太夫人重新落座,令小婢撤去躺椅,正色道:“少门主,老身永铭大德!”

甘棠心中啼笑皆非,语有深意地道:“太夫人万不可如此说,江湖中风云诡谲,恩恩怨怨,有时极难分清,晚辈这双手此刻医人,也许转眼间又能杀人!”

这怪论,使林云和三位庄主面色为之一变。

太夫人却若无其事地一笑道:“事实上的确如此,不过恩怨之间,仍不可同日而语。”

好厉害的口齿,甘棠为之心头泛寒,如果说狐狸能成精,那眼前的该是一条道行极高的狐狸精了,谁能看得出她便是使武林谈虎色变淫凶毒绝的“魔母”?

太夫人一挥手道:“你们出去,我要与施少门主单独谈上一谈!”

林云调皮地道:“姨妈,是不是连我也在内?”

“嗯……你可以留下!”

三位庄主与侍婢,奉命唯谨地退了出去。

甘棠心弦一紧,看来要面对现实了。

太夫人目如朗星,直照在甘棠面上,悠悠地道:“少门主,如果老身眼不昏花,少门主在施术之时,曾经过一番人天交战?”

林云因自己没有发现任何迹象而一震,这是他想象不到的。

甘棠毅然答道:“不错,有这回事!”

太夫人颔了颔首,又道:“以少门主方才一刹那流露的杀机,似有极重的恨毒。如老身所测不错,当是对那颗少林掌门的头颅有所误会?”

甘棠一听对方作这种解释。将错就错地道:“这一点晚辈的确不能释然!”

“云儿已向你解说过了?”

“晚辈未尽满意!”

“如此老身再说明白些,人头来历,确是如此。因云儿与‘奇门派’渊源极深,所以在‘奇门派’所属‘空舵’手中误得人头之后,念及你曾援手少林,如能把人头送回,岂不更好!”

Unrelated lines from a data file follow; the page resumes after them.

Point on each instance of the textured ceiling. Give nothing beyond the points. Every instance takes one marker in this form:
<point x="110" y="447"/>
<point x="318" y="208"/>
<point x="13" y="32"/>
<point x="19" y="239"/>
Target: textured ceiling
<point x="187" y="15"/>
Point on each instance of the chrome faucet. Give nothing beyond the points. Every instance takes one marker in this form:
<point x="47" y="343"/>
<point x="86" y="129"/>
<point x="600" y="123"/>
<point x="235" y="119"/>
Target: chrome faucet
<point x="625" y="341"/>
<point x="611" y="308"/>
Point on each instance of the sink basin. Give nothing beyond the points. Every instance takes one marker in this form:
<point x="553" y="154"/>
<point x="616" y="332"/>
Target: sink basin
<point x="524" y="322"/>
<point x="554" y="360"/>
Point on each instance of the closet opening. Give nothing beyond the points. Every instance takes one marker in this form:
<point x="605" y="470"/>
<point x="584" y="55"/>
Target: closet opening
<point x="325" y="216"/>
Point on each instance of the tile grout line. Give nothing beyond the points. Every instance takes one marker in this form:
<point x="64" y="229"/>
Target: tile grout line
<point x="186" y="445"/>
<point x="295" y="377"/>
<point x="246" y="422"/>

甘棠扫了林云一眼,淡然道:“晚辈接受这事实了,但人头仍请该派自行处置!”

林云接口道:“已派人端送少林寺了!”

甘棠心念数转之后,下了决心试探对方,如若证实确如事先所猜度的,那今天说什么也得豁了出去,报此血仇。当下沉声道:“林兄,‘奇门派’弟子满天下,耳目之灵,不输于丐帮,在下有个久蓄心中的问题请教。”

“但讲无妨!”

“如此在下先谢过!”

“兄台太拘礼了,请见示。”

“关于传说中的‘九邪魔母’!”

话声中,目光瞟向太夫人,察看对方的反应。

太夫人与林云几乎是异口同声道:“什么,‘九邪魔母’?”

“不错!”

林云困惑地道:“抱歉,小弟虽听人道及这称号,但对此却是茫然。”

甘棠在心里骂一声:“推得倒干净。”

太夫人略显激动地道:“老身痴长几岁,对‘九邪魔母’略有所知。”

甘棠心头一紧,道:“那晚辈向太夫人请教?”

“不要客气,等如闲话家常,随便说好了,老身所知也是有限!”

语言平静,完全出乎甘棠的预期。

“据传闻,昔年‘九邪魔母’母子十人,与‘武圣百敬尧’一场血战之下,丧了六子,剩下一母三子侥幸遁逃……”

目光,仍紧盯在太夫人面上。

太夫人老脸竟抽搐了数下,眼中流露出怨恨交集之色,沉声道:“有这么回事!”

甘棠暗忖,狐狸再狡猾,终露出了尾巴,紧跟着道:“晚辈想知道一母三子的下落?”

“为什么?”

“晚辈有一知己好友,要向‘魔母’讨一笔欠帐!”

太夫人的神情,又出甘棠意料之外,顿然道:“魔母与三邪子自当年一役之后,未闻再现江湖,要探其下落,恐怕很难了!”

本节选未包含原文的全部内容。